Statue of Liberty climber pleads not guilty
New York (AP) — An unrepentant protester who climbed the base of the Statue of Liberty on a busy Fourth of July in what prosecutors called a “dangerous stunt” pleaded not guilty on Thursday to misdemeanor trespassing and disorderly conduct.
Activists packed into a Manhattan courtroom cheered when a federal magistrate judge released Therese Okoumou without bail after she had spent the night behind bars. Okoumou responded by raising her fist and blowing kisses to her supporters.
Outside court, the naturalized U.S. citizen from Congo said she climbed the landmark as a spur-of-the-moment protest over the Trump administration’s zero-tolerance immigration policies that resulted in the separation of immigrant children from parents accused of crossing the U.S.-Mexico border illegally.

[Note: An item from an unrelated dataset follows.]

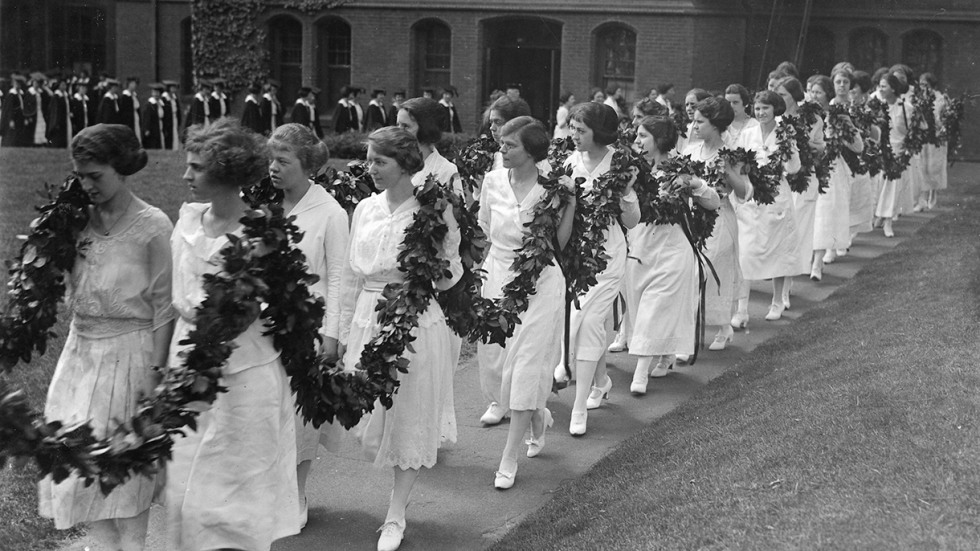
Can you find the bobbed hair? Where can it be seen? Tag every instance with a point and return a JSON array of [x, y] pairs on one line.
[[718, 112], [532, 135], [600, 118], [663, 130], [110, 144], [742, 92], [302, 142], [398, 144], [232, 155], [509, 108], [429, 115], [772, 99], [793, 86]]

“When they go low, we go high, and I went as high as I could,” Okoumou said, paraphrasing former first lady Michelle Obama. “No children belong in a cage.”
Okoumou, who goes by her middle name, Patricia, sported a T-shirt reading “White Supremacy is Terrorism,” which she had worn inside-out in court.
President Donald Trump, during a campaign rally in Montana, called her a “clown.”
“You saw that clown yesterday on the Statue of Liberty. You see that guys that went up there. I wouldn’t have done it,” the president said Thursday.